Reporting Analytics using AWS Quicksight | Lambda CSV -> Parquet
This is the story of building data late and new reporting platform using AWS Quicksight.
There are very good articles on AWS to build reporting platform. I won’t be repeating them here.
Ref: https://docs.aws.amazon.com/lake-formation/latest/dg/what-is-lake-formation.html
Situation
Our current ‘very expensive’ platform had limited flexibility and required subject matter expertise on the platform to build reporting.
Task
We were in search of new reporting and analytics platform. The platform was supposed to be highly flexible and scalable, cost effective, easy to develop and use data visualization.
Action
I zeroed on AWS Quicksight given its cost model (Enterprise), flexibility and SPICE capacity approach was rightly mapping to our requirements.
Challenges:
- ETL from various data sources
One of the main challenge was to build the data lake using the data coming from on-premise data sources (such as SQL Server, Mainframe, Oracle DB, file systems, application APIs etc.) and external data sources (such as Workday, Azure SQL, Jira etc.)
I chose Apache Airflow as an ETL orchestration platform. Mainly because we were already building ETL jobs in python and Airflow is super easy to maintain.
2. Converting CSV to parquet was ideal scenario since we were going to use Athena for querying the data lake (we started with direct ingestion of CSVs in QS SPICE, but it quickly became unmanageable)

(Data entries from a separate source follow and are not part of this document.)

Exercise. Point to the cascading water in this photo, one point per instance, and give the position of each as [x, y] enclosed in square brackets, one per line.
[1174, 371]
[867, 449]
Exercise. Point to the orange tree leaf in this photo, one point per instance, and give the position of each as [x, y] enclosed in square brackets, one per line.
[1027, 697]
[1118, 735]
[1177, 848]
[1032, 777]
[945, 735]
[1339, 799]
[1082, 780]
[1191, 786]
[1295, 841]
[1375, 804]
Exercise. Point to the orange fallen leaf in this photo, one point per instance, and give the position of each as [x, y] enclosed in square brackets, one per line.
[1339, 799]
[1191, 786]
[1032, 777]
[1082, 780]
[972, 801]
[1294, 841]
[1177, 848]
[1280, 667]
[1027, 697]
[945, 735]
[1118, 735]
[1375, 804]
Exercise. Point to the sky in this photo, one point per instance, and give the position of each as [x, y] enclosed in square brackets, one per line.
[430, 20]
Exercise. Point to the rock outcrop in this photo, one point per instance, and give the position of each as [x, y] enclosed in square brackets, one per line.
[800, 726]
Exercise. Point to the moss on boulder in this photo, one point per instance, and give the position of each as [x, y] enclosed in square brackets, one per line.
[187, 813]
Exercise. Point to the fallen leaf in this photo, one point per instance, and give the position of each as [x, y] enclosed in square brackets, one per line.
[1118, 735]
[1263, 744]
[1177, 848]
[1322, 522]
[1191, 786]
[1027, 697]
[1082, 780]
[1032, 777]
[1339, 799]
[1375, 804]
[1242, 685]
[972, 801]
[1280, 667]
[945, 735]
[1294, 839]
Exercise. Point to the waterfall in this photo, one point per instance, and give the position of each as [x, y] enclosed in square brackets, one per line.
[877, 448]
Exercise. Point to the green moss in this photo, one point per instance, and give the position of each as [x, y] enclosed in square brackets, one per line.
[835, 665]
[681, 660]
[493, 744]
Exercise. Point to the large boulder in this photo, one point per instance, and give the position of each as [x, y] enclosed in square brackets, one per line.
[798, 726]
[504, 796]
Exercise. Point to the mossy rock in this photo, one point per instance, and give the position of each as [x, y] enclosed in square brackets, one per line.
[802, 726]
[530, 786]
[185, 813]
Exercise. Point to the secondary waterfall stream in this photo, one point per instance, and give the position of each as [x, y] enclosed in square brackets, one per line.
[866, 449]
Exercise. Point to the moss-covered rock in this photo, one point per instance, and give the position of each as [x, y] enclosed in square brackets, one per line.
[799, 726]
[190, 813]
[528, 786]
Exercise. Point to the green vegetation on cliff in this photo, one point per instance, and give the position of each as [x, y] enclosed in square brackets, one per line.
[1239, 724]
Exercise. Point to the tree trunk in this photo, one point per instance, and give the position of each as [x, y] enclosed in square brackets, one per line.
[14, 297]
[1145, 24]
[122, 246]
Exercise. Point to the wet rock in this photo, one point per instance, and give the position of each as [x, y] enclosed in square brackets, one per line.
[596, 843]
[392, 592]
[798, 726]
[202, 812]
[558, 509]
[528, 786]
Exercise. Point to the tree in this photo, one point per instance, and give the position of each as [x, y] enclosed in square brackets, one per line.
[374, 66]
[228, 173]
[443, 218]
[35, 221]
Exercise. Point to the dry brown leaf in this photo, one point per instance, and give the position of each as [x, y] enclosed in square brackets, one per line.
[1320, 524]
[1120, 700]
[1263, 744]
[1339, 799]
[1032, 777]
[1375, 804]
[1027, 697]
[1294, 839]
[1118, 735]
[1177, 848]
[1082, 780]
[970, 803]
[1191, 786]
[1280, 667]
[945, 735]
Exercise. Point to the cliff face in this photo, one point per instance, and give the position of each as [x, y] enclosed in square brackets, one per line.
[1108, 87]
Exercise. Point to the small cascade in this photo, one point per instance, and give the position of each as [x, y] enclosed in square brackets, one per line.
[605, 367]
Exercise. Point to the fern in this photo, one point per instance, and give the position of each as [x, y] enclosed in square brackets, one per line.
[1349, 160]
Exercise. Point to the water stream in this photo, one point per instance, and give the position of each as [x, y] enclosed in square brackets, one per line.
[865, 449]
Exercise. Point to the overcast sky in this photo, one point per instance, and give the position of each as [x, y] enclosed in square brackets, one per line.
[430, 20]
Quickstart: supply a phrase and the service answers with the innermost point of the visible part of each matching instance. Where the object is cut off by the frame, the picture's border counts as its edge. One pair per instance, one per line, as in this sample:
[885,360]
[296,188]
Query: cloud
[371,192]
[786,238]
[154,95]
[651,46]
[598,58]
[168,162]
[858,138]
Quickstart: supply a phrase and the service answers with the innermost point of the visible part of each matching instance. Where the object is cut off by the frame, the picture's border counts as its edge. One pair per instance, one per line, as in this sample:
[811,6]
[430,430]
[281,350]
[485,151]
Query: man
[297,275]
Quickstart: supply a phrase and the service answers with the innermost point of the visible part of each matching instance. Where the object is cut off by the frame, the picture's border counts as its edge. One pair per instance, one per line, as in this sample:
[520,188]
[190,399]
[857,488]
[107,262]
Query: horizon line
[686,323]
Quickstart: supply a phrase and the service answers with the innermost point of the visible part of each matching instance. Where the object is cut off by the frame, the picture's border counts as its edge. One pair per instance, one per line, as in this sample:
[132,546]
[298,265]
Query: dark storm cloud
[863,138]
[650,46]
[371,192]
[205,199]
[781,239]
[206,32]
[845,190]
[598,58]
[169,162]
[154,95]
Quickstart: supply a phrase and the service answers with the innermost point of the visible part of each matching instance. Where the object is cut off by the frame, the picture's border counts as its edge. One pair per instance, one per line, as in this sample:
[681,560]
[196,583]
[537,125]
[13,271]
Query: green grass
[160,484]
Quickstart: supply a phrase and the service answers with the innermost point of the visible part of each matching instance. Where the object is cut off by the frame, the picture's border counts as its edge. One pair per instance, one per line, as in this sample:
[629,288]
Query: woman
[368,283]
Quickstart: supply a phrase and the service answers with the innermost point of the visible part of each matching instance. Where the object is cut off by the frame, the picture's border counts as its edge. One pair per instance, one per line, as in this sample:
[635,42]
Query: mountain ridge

We separated data lake ingestion from generating Parquet formatted files (used for Athena queries). This was done mainly because the CSV files in S3 were shared with other applications in our Data lake eco-system.
I have configured Lambda trigger to S3 for converting CSV files to Parquet and place them in a separate S3 bucket used for Reporting and analytics
Why not Glue Jobs?
Glue jobs basically do a transformation from CSV based table to Parquet. I don’t wanted to create CSV tables
Glue Jobs need to be added into Glue Workflow for trigger, where it has limit as how many jobs we can trigger for an event. This was a limitation as with Lambda we should create Parquets as they arrived.
Glue Jobs when converted from CSV to Parquet, doesn’t do a good job with replacing existing Parquet files thus corrupting the dataset.